Hieber et al.2 reported 15 children with disseminated staphylococcal disease and 13 had cutaneous manifestations. Authors noted that an absolute neutrophil count >10,000/cumm and band forms >500/cu mm were predictors of disseminated disease and the mortality was 27%. Kabra et al.3 reported 10 children with disseminated staphylococcal disease. The involved organs include skin and respiratory system in 80%, liver in 70%, and pericardial effusion in 50%. MSSA was the commonest isolate (80%). The average duration of hospital stay was 32 days and mortality 20%. There were no identifiable predisposing factors and no predictors of mortality were identified. Half of the cases had history of minor trauma. Common systems involved were musculoskeletal system followed by respiratory system. Organism could be isolated in 78%, and of them 12% were MRSA. Median hospital stay was 15 days, and mortality rate was 8.6%. Mandal et al.21 noted that in 36 children with disseminated staphylococcal disease, blunt trauma was the commonest precipitating factor, all isolates were MRSA, and 89% demonstrated vancomycin resistance. From our institute, Baranwal et al.5,6 reported 53 children with disseminated staphylococcal disease. Fever and respiratory distress were the commonest presentation. Pleuropulmonary and pericardial involvement was much higher (89% and 40%, respectively), whereas we did not notice any pleural or pericardial involvement. MSSA accounted for 91% of isolates (40 of 44 isolates), whereas we noticed increased prevalence of MRSA (70%). Complications were much more prevalent in their cohort when compared to index study (shock 90% vs 27%, need for invasive ventilation 32% vs 19%). The mortality is 13.2% (10/53) as in our study (15%, 4/26). Presence of both septic shock and need for mechanical ventilation were associated with high mortality (RR, 20.5; p < 0.001), similar to index study.
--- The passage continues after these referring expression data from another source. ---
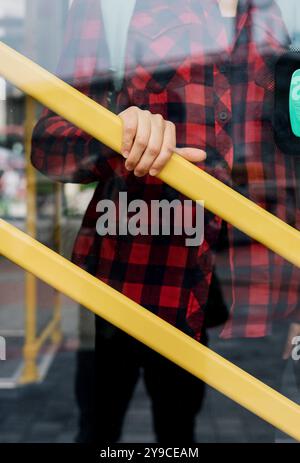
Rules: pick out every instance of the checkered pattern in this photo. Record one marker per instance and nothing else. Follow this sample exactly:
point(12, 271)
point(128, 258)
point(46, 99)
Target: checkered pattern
point(220, 96)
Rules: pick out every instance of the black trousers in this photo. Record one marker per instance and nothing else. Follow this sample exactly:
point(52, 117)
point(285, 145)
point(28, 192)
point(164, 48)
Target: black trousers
point(176, 395)
point(262, 358)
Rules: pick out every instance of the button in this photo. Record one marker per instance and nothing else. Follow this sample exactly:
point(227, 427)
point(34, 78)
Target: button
point(223, 116)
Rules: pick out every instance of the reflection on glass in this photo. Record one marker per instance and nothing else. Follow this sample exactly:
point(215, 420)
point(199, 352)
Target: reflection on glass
point(209, 68)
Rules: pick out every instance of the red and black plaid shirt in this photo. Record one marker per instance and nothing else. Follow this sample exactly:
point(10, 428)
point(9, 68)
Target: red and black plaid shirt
point(179, 63)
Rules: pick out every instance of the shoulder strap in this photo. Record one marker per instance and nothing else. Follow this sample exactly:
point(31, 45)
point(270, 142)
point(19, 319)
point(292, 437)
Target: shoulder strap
point(117, 15)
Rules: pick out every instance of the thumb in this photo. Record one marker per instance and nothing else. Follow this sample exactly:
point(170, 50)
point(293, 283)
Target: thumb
point(192, 154)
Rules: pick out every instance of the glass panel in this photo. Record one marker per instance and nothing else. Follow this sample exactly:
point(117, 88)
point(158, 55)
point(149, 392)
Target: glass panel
point(221, 75)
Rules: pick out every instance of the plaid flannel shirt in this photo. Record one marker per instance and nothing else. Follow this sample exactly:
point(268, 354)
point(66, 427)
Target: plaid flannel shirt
point(180, 63)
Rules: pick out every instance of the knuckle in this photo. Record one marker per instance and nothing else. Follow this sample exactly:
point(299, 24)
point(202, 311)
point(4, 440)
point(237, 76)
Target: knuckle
point(171, 125)
point(153, 151)
point(159, 118)
point(141, 142)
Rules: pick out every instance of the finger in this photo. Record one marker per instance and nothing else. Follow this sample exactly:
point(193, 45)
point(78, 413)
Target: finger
point(154, 145)
point(192, 154)
point(167, 149)
point(130, 123)
point(141, 139)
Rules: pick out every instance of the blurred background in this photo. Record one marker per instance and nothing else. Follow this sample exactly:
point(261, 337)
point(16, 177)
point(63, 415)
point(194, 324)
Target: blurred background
point(37, 398)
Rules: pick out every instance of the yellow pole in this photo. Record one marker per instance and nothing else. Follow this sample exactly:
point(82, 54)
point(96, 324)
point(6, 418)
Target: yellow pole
point(178, 173)
point(30, 371)
point(56, 335)
point(140, 323)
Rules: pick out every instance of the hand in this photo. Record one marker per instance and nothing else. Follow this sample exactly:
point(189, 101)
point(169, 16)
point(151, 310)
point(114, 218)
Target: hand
point(149, 142)
point(294, 332)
The strengths of this study are that this is the first study to document clinicomicrobiological profile, complications, management, and outcome of neonates with disseminated staphylococcal disease. The limitations include retrospective nature of the study. The data on long-term follow-up of these cases is not available. The information whether the organisms were community acquired or hospital acquired is not available. We assumed that majority were hospital acquired, as majority of the cases came to us from other hospitals.
CONCLUSION
Disseminated staphylococcal disease is an underreported disease in neonates. When compared to the pediatric population, complication rates were less, but mortality seems to be similar. MRSA is the predominantly isolated pathogen. High index of suspicion, early diagnosis, prompt appropriate antibiotics, and early surgical debridement are integral part of management.